A thirty-year-old quarrel is itself a natural wonder. This was the only man in the New World who could ask when I had last done work the equal of my talent, and chide me now for my loss of interest in the passions we had once shared. But for years it had been clear to me if not to him that we could never practise here a true and free natural philosophy. Most of Carlos's colleagues in Spain had forsworn the practice of science altogether. But he had persisted for the love of it, though we could only follow distant developments, confirm conclusions made in freer places, and in places not so much freer. He and I had quarrelled more than once over Galileo, whose fate, Carlos insisted, owed to an excess of pride, chief
among his many character flaws. Over Descartes we argued less harshly, over the change in him—unflinching in the
Discourse
, conciliatory two decades later in the
Meditations
. For Carlos this softening was a sign of maturity, a judgement that he pronounced with all the dignity of someone whose best work would always be unpublished.

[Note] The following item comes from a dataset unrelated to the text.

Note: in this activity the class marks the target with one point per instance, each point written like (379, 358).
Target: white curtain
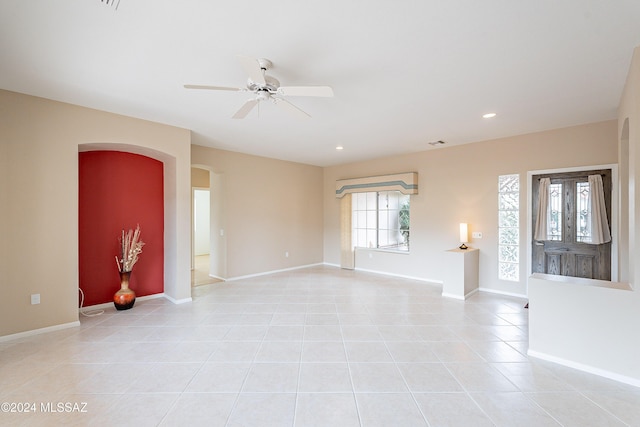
(347, 254)
(542, 219)
(599, 223)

In a quarrel of decades, each thing said echoes with the hundred said before. So when he said ‘melancholy' I heard his laments that in me the masculine virtues—intelligence, analysis, curiosity, independence, scepticism—were forever undermined by the feminine vices—moodiness, willfulness, faithlessness, inconstancy, duplicity. Particularly the last three, which for him were the true reasons I had not married him. But hearing these in turn cut me so deeply not because he was saying ‘marriage' but because I was hearing ‘betrayal.' Of a friend, of an ideal, of a love, of a gift. These past years the few moments of sweetness Carlos and I had found were when discussing our various ideas for inventions. Musical clocks and maps, wind harps and steam clocks. When I thought of all these whimsical creations, it seemed we had begun to find a poetry together for what could not be done here, could never be published, for the great synthesis that would always float just beyond our grasp. And so perhaps the heaviest blow to our friendship had come only recently, in a book by a Lutheran with a good biblical name, but then, they loved their Bibles. Isaac. We still had not read it, but had read formulas and arguments copied into letters from Carlos's correspondents in Europe. From what I could see, this Newton had accomplished it—fused the Archimedean infinitesimals with the Cartesian translation of geometry into algebra, next integrating these into the Galilean equations on falling bodies, all to solve the riddle of Hermes Trismegistus: universal attraction at a distance, expressed now in the language of mathematics. Just such an enterprise had been my great dream as a child. Carlos and I had been outstripped. We would never catch up, and now to follow even the rest of Europe meant to be left ever further behind. This was something I had never been able to endure. To hear him say I had lost interest in mathematics was to hear him say I had betrayed a gift. What he could never understand was that I had not betrayed it but had failed that gift terribly, and so, abandoned it.